Menurut ‘Ulama Mutaqaddimin terjadinya nasakh dikarenakan adanya dalil syara’ yang mengubah suatu hukum (ketentuan) meskipun jelas, sebab masa berlakunya telah berakhir dan tidak bisa diamalkan lagi. Akhirnya syari’ (pembuat syari’at) menyatakan bahwa ayat tersebut tidak berlaku untuk selamanya ataupun temporal.
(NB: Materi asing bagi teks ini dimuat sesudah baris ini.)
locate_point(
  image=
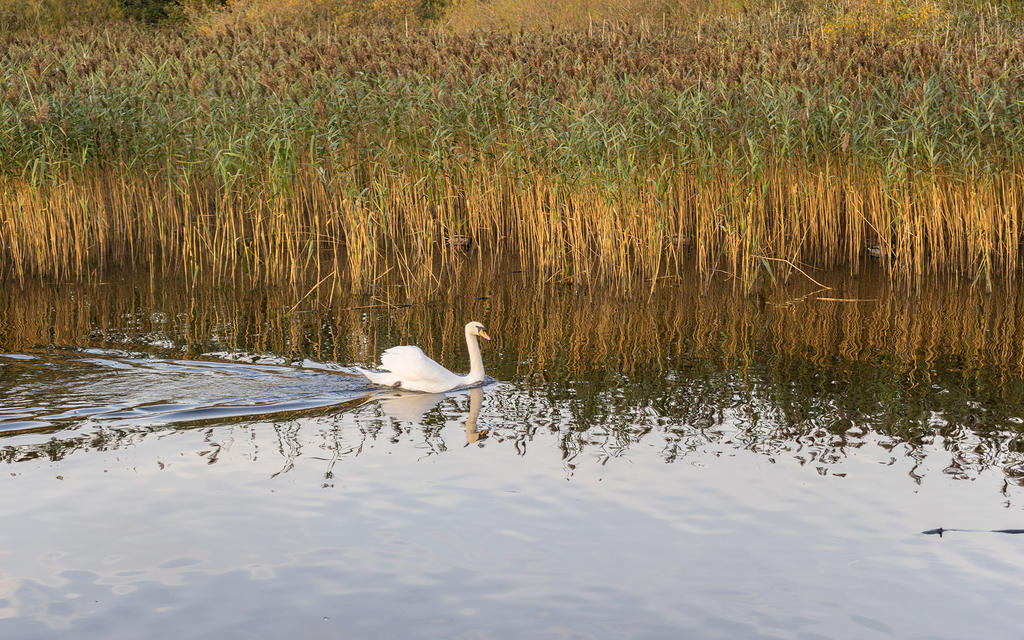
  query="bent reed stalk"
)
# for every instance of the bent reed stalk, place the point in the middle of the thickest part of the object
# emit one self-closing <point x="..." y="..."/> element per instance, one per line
<point x="756" y="143"/>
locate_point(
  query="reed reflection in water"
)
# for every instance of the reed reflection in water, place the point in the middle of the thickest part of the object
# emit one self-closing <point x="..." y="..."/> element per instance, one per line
<point x="796" y="371"/>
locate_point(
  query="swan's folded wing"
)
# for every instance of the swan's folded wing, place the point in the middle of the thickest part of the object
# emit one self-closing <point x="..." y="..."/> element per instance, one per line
<point x="410" y="363"/>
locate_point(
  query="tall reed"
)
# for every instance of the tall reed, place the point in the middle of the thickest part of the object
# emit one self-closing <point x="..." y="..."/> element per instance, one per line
<point x="756" y="143"/>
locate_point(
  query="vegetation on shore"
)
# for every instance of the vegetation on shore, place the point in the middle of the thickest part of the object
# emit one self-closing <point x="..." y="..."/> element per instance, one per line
<point x="747" y="143"/>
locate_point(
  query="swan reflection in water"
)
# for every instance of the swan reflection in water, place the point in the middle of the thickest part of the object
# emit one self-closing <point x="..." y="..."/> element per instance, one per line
<point x="411" y="407"/>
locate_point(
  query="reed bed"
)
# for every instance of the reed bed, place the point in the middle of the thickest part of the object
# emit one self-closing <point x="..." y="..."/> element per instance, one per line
<point x="744" y="145"/>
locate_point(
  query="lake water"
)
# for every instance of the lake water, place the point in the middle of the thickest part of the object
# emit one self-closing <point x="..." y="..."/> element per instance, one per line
<point x="198" y="461"/>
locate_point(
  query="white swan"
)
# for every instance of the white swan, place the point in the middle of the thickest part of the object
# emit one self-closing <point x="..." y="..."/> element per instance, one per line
<point x="409" y="368"/>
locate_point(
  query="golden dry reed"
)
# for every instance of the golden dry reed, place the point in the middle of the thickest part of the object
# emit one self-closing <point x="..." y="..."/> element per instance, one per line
<point x="801" y="216"/>
<point x="754" y="145"/>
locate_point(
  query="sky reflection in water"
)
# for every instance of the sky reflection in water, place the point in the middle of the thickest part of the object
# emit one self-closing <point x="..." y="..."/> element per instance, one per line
<point x="150" y="495"/>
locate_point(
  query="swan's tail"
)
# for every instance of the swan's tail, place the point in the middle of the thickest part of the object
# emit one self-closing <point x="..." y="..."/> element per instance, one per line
<point x="384" y="378"/>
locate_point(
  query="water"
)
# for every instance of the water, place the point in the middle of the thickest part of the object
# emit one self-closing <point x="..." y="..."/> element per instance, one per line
<point x="192" y="462"/>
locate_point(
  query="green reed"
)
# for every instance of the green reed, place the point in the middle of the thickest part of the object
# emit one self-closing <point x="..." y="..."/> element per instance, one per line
<point x="600" y="154"/>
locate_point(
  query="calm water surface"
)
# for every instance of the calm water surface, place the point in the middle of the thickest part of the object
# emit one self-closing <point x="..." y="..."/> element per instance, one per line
<point x="188" y="462"/>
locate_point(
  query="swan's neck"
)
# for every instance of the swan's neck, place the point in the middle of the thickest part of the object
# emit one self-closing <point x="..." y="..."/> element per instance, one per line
<point x="475" y="359"/>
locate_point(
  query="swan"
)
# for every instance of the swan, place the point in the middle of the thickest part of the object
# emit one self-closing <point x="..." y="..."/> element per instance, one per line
<point x="409" y="368"/>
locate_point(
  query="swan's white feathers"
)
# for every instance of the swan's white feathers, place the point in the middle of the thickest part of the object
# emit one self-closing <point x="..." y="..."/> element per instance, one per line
<point x="409" y="368"/>
<point x="411" y="364"/>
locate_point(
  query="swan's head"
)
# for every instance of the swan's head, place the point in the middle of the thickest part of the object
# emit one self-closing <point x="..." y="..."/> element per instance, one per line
<point x="476" y="329"/>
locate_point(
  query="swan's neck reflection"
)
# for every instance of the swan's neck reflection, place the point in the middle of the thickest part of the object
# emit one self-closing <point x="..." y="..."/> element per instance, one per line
<point x="475" y="399"/>
<point x="413" y="407"/>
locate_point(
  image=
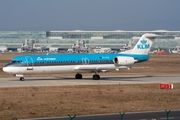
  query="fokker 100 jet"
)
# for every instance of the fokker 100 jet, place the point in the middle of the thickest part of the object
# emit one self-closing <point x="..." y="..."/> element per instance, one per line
<point x="80" y="63"/>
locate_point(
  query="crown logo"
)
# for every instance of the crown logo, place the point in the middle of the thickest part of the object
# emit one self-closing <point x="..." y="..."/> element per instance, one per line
<point x="143" y="42"/>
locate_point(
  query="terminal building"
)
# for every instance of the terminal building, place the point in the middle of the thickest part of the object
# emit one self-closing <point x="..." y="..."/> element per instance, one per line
<point x="62" y="40"/>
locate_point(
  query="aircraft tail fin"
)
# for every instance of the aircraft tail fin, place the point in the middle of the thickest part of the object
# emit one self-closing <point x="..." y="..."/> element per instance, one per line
<point x="144" y="44"/>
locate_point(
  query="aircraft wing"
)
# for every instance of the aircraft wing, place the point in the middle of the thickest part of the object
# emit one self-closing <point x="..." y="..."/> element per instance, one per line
<point x="100" y="68"/>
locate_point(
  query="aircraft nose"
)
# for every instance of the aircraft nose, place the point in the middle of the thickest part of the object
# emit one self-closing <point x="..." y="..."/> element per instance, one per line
<point x="6" y="69"/>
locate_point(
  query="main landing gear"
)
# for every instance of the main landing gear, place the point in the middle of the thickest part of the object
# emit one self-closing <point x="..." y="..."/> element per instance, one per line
<point x="95" y="76"/>
<point x="21" y="79"/>
<point x="78" y="76"/>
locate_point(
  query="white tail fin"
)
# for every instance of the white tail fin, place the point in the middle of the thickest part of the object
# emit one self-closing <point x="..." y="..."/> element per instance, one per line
<point x="144" y="44"/>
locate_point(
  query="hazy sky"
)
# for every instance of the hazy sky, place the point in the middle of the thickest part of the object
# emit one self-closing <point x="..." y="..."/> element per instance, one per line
<point x="104" y="15"/>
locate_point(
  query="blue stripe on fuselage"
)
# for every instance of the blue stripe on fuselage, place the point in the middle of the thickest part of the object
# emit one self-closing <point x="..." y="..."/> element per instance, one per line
<point x="77" y="57"/>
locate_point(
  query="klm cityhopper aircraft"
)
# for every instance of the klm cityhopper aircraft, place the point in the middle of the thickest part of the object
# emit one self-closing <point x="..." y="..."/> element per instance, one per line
<point x="79" y="63"/>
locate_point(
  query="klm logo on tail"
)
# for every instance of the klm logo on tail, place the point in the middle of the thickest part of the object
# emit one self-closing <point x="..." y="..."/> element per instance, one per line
<point x="143" y="45"/>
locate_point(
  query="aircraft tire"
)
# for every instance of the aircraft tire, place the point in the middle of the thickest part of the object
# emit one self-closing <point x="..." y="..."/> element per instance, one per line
<point x="21" y="79"/>
<point x="78" y="76"/>
<point x="96" y="77"/>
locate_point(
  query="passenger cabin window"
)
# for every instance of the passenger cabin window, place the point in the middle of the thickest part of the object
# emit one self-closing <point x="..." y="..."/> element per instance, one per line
<point x="16" y="61"/>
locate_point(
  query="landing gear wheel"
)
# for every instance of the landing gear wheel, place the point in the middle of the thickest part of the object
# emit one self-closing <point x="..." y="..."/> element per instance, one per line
<point x="78" y="76"/>
<point x="96" y="77"/>
<point x="21" y="79"/>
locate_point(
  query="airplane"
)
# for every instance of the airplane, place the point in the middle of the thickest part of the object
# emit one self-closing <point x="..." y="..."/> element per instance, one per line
<point x="80" y="63"/>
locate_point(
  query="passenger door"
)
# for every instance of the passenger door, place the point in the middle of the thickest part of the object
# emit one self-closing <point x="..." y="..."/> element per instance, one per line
<point x="30" y="64"/>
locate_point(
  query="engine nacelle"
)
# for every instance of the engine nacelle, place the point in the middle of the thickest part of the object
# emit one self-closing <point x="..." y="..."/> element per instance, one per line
<point x="123" y="60"/>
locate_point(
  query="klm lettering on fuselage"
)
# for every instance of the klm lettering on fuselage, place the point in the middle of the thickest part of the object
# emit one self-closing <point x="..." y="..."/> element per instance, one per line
<point x="143" y="45"/>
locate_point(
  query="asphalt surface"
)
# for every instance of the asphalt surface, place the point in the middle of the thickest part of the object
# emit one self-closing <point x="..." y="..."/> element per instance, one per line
<point x="105" y="80"/>
<point x="158" y="115"/>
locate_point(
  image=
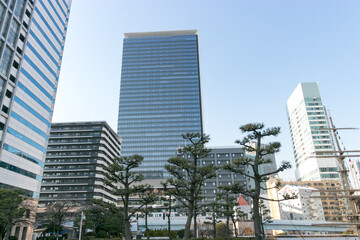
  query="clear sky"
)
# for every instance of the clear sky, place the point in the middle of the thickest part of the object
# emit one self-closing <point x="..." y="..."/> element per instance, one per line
<point x="252" y="56"/>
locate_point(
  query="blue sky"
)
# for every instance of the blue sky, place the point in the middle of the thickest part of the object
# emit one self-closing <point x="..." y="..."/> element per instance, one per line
<point x="252" y="56"/>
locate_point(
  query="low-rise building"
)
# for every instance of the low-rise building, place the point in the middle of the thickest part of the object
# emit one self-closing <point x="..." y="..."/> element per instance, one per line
<point x="333" y="208"/>
<point x="76" y="155"/>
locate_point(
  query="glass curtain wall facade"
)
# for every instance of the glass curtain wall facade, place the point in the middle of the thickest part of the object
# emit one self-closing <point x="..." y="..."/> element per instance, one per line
<point x="31" y="47"/>
<point x="310" y="134"/>
<point x="160" y="96"/>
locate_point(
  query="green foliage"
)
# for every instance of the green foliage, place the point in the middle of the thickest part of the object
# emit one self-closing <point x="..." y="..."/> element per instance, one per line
<point x="55" y="215"/>
<point x="101" y="234"/>
<point x="188" y="177"/>
<point x="110" y="219"/>
<point x="252" y="143"/>
<point x="222" y="231"/>
<point x="10" y="209"/>
<point x="181" y="233"/>
<point x="123" y="180"/>
<point x="162" y="233"/>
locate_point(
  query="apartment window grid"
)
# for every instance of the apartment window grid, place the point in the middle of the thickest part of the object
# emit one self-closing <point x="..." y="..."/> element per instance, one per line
<point x="24" y="98"/>
<point x="159" y="98"/>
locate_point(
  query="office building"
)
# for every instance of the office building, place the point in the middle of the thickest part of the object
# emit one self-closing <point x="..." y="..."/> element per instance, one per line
<point x="310" y="134"/>
<point x="76" y="155"/>
<point x="219" y="156"/>
<point x="333" y="208"/>
<point x="160" y="96"/>
<point x="31" y="47"/>
<point x="354" y="173"/>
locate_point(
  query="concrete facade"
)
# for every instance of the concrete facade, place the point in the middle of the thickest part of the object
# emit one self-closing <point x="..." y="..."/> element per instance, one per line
<point x="76" y="155"/>
<point x="310" y="134"/>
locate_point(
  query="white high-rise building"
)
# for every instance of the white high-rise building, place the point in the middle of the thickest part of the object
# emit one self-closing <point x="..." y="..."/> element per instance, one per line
<point x="31" y="47"/>
<point x="310" y="134"/>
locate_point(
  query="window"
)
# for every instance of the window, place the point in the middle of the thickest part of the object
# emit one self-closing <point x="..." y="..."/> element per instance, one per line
<point x="27" y="13"/>
<point x="12" y="78"/>
<point x="5" y="109"/>
<point x="22" y="38"/>
<point x="19" y="50"/>
<point x="8" y="94"/>
<point x="16" y="64"/>
<point x="25" y="24"/>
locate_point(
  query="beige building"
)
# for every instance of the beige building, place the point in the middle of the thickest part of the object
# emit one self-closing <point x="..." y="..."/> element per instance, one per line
<point x="333" y="208"/>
Maka ketentuan yang dating kemudian dapat menghapus ketentuan yang sebelumnya. Itu berarti, hadist dapat menghapus ketentuan dan kandungan isi Al-Qur’an. Ketidak berlakuan suatu hukum harus memenuhi syarat-syarat yang ditentukan, terutama syarat adanya nasakh dan mansukh.

Kelompok yang membolehkan adanya nasakh ini adalah golongan Mu’tazilah, Hanafiah dan mazhab Ibnu Hazm Adh-Dhahiri. Mu’tazilah membatasi, Hanafiah dan mazhab Ibnu Hazm pada hadits yang mutawatir (mutawatir lafzhi). Sementara golongan hanafiah tidak mensyaratkan hadits yang mutawatir, yang masyhur (hadits ahad) pun bisa menasakhkan hukum ayat Al-Qur’an. Dam mazhab Ibnu HAzm Adh-Dhahiri menyatakan adanya nasakh meskipun dengan hadits ahad.

Salah satu contoh dari fungsi hadits sebagai bayan annasakh ini adalah firman Allah surah Al-Baqarah ayat 180, tentang wasiat bagi ahli waris, yaitu :

كتب عليكم اذا حضر عليكم الموت ان ترك خيران الوصية للوالدين والأقربين بالمعروف حقا على المتقين (البقرة : )

Artinya :
Diwajibkan atas kamu apabila seorang di antara kamu kedatangan (tanda-tanda) maut jika ia meninggalkan harta yang banyak, berwasiat untuk ibu bapak dan karib kerabatnya secara ma’ruf, (ini adalah) kewajiban atas orang-orang yang bertaqwa.

Ayat di atas disanadkan dengan hadits yang berbunyi :

لا وصية لرارث (رواه البخارى)

Artinya :
Tidak ada wasiat bagi ahli waris (HR. Bukhori)

Kelompok yang menolak nasakh ini adalah Imam Syafi’I, mazhab Zhahiriah dan Khawarij.